The new point-based judging system claims to be more objective, but in fact grants judges as much leeway as ever to do as they please. Jumps and spins do indeed have point values that are more measurable than in the past; but the five component marks — which the audience never sees — give judges plenty of room to manipulate results. To hold up someone, all the judges have to do is award the skater one extra little point in each component mark in the short and long program. That's an extra 10 points for the skater's total score, and most events are decided by far less. (To look no further, the men's competition at the Olympic was won by 1.3 points.) 

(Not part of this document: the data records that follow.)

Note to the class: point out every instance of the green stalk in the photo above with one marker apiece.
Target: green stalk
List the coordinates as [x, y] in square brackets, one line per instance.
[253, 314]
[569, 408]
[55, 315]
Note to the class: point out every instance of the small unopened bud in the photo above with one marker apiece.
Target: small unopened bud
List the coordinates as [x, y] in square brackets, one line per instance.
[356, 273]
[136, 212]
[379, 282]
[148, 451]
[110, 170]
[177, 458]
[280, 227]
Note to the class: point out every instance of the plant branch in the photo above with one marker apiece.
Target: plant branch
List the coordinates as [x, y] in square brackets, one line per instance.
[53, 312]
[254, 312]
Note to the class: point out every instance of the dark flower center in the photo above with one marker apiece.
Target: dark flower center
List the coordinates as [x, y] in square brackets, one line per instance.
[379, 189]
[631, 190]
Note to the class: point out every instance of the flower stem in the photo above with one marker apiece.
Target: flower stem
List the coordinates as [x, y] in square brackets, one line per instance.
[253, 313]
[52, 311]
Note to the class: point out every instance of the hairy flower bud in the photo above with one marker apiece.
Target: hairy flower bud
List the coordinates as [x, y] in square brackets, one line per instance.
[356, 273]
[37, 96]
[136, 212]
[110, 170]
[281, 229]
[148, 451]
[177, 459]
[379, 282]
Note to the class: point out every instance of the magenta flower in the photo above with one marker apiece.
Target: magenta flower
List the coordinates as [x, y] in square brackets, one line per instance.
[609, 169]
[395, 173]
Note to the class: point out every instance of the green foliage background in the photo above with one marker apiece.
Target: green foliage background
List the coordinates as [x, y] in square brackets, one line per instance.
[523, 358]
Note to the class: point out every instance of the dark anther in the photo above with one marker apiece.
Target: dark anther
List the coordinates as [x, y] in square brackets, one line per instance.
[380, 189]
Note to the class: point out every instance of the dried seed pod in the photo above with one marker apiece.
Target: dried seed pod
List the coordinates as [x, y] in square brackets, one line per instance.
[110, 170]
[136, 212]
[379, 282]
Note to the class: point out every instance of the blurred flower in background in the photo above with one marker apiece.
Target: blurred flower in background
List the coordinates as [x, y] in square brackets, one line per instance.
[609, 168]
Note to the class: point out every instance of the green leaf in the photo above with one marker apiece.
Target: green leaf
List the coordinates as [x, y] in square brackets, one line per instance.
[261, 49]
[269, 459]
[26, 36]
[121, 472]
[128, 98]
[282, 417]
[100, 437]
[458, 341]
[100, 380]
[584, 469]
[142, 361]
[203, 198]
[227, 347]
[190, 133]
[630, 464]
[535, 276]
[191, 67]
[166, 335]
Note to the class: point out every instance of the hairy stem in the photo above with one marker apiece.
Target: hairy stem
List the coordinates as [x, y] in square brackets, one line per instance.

So let's drop the pretense of objectivity and face up to the fact that our inherently political sport is as prone as ever to injustice and discontent. Any process that encourages accountability can only help. Granted, we'd have mayhem if every skater who felt scorned were to file a formal appeal with the ISU. But at the very least a federation should be able to do so in extreme cases.  

The one major downside of such an appeal process would be that the complaint could well turn out to be heard by a kangaroo court. With the ISU in charge of both the initial judging and the appeal, it's highly unlikely that many if any results would ever be overturned. But at the very least it would make judging more accountable by putting the judges under the spotlight. 

Right now judges avoid all scrutiny by the public or media. The entire process is veiled in secrecy as none of the individual marks that make up the scores are posted at the end of a performance. The audience and often much of the media have no clue how the judges arrived at their decision until the judges are safely out of the building.  

Imagine, however, that judges would be forced to face a press conference to explain their scores once a complaint is filed. If their scores are justified, they would have nothing to fear. If they're not, it may make the judges think twice about playing politics with athletes’ lives again. Even if no action is taken, at the very least the system would be more transparent, allowing people to listen to all arguments and understand what happened a little better. And who knows? Maybe once in a blue moon, a wrong could actually be righted even without a French judge in the eye of the storm.